PetroChina’s oil and gas trading unit, Chinaoil, is planning a major global expansion by buying existing service stations and fuel storage facilities in West Africa, Brazil and Pakistan, according to Reuters. Chinaoil markets PetroChina’s global production.
The new investments are to start as early as next year, Reuters said, and would follow global oil trader Vitol and Trafigura’s footsteps.
The aim is to gain a foothold in emerging markets and grow market share locally, with petroleum products to be supplied by the Chinese state-owned company’s oil refineries, said Reuters, citing unnamed sources within PetroChina.
The expansion also aims at tapping the transportation fuel market in regions where demand is growing the fastest.

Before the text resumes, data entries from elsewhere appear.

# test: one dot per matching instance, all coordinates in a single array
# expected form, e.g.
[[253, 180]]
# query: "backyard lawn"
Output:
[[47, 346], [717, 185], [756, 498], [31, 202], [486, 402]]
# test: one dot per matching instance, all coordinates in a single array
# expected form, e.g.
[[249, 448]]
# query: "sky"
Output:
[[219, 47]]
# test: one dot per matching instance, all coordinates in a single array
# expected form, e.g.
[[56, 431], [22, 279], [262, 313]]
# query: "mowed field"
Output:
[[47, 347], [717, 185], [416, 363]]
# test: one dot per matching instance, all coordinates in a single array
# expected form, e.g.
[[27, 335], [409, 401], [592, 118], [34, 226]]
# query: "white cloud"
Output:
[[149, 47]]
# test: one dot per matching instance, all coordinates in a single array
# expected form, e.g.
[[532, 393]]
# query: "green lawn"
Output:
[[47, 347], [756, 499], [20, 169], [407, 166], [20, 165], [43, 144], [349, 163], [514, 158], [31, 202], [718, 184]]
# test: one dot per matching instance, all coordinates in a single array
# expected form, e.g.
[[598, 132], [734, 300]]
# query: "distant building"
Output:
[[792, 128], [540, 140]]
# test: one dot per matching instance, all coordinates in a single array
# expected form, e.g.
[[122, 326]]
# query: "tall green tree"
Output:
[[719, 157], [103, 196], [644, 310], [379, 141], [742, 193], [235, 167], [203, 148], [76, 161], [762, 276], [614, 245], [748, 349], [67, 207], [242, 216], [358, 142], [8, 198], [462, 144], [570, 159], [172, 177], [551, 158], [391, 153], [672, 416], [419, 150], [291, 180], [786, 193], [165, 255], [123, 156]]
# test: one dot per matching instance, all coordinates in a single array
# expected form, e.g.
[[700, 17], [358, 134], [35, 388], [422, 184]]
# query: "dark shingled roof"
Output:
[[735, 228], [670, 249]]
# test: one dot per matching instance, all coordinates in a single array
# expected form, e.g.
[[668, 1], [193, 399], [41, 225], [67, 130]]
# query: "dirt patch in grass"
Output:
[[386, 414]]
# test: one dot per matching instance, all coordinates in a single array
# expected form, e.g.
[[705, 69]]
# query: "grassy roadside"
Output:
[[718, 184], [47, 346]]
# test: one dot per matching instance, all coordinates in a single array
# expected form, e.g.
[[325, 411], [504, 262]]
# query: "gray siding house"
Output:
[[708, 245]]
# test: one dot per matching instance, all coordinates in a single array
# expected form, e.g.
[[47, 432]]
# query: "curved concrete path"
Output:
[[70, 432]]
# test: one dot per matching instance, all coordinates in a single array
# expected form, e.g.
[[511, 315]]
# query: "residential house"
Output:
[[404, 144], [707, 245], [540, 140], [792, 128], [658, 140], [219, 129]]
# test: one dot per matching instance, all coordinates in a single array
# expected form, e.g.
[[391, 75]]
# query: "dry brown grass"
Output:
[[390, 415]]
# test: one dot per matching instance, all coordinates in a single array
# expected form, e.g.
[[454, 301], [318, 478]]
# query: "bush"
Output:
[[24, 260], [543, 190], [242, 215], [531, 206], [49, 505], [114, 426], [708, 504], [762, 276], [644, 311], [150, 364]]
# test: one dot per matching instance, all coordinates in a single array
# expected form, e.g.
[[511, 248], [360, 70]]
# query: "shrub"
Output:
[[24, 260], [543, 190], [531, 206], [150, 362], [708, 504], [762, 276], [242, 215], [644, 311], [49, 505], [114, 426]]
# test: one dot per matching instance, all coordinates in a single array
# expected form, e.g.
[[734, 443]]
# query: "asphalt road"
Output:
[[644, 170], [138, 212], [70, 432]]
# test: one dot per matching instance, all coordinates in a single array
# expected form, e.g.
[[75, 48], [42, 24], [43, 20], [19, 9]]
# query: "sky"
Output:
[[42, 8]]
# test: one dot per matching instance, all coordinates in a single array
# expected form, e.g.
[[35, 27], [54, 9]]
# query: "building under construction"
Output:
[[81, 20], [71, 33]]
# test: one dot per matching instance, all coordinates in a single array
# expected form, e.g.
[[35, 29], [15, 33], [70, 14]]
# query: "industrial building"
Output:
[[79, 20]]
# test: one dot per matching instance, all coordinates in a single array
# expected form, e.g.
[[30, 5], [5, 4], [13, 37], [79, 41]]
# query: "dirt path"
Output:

The plan is part of Chinaoil’s new leader, Tian Jinghui, who took over the reins of the unit eight months earlier. Tian, a vice president at PetroChina, is a veteran of fuel marketing at PetroChina, a listed unit of state giant CNPC and Asia’s largest oil and gas producer.
“The pace of execution is accelerating after Tian took over and the strategy fits his expertise,” Reuters said, quoting a company executive.
Chinaoil currently procures and trades nearly 7 million barrels of oil a day (bpd), including 4.8 million bpd of crude oil and 2.2 million bpd of oil products, exceeding Vitol’s 6 million bpd.
“Tian wants to apply his domestic marketing expertise globally…to upgrade PetroChina’s global fuel marketing from being just a wholesaler sitting at trading hubs to a retailer in consuming regions,” Reuters said, quoting a senior executive.